Posted in Books, Caribbean/Latin America, Europe, History, Media Archive, Mexico, Monographs on 2019-03-25 13:59Z by Steven

Taxing Blackness: Free Afromexican Tribute in Bourbon New Spain

University of Alabama Press
February 2019
312 pages
9 B&W figures / 3 maps / 23 tables
Trade Cloth ISBN: 978-0-8173-2007-2
eBook ISBN: 978-0-8173-9220-8

Norah L. A. Gharala, Colonial Latin Americanist and Assistant Professor of World History
Georgian Court University, Lakewood, New Jersey

A definitive analysis of the most successful tribute system in the Americas as applied to Afromexicans

During the eighteenth century, hundreds of thousands of free descendants of Africans in Mexico faced a highly specific obligation to the Spanish crown, a tax based on their genealogy and status. This royal tribute symbolized imperial loyalties and social hierarchies. As the number of free people of color soared, this tax became a reliable source of revenue for the crown as well as a signal that colonial officials and ordinary people referenced to define and debate the nature of blackness.

Taxing Blackness:Free Afromexican Tribute in Bourbon New Spain examines the experiences of Afromexicans and this tribute to explore the meanings of race, political loyalty, and legal privileges within the Spanish colonial regime. Norah L. A. Gharala focuses on both the mechanisms officials used to define the status of free people of African descent and the responses of free Afromexicans to these categories and strategies. This study spans the eighteenth century and focuses on a single institution to offer readers a closer look at the place of Afromexican individuals in Bourbon New Spain, which was the most profitable and populous colony of the Spanish Atlantic.

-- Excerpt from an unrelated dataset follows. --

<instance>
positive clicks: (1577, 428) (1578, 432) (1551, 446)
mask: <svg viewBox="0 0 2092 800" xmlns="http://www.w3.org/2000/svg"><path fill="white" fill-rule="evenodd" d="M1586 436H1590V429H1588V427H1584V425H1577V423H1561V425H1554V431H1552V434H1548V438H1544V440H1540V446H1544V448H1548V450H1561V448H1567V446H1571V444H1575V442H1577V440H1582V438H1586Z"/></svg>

As taxable subjects, many Afromexicans were deeply connected to the colonial regime and ongoing debates about how taxpayers should be defined, whether in terms of reputation or physical appearance. Gharala shows the profound ambivalence, and often hostility, that free people of African descent faced as they navigated a regime that simultaneously labeled them sources of tax revenue and dangerous vagabonds. Some free Afromexicans paid tribute to affirm their belonging and community ties. Others contested what they saw as a shameful imposition that could harm their families for generations. The microhistory includes numerous anecdotes from specific cases and people, bringing their history alive, resulting in a wealth of rural and urban, gender, and family insight.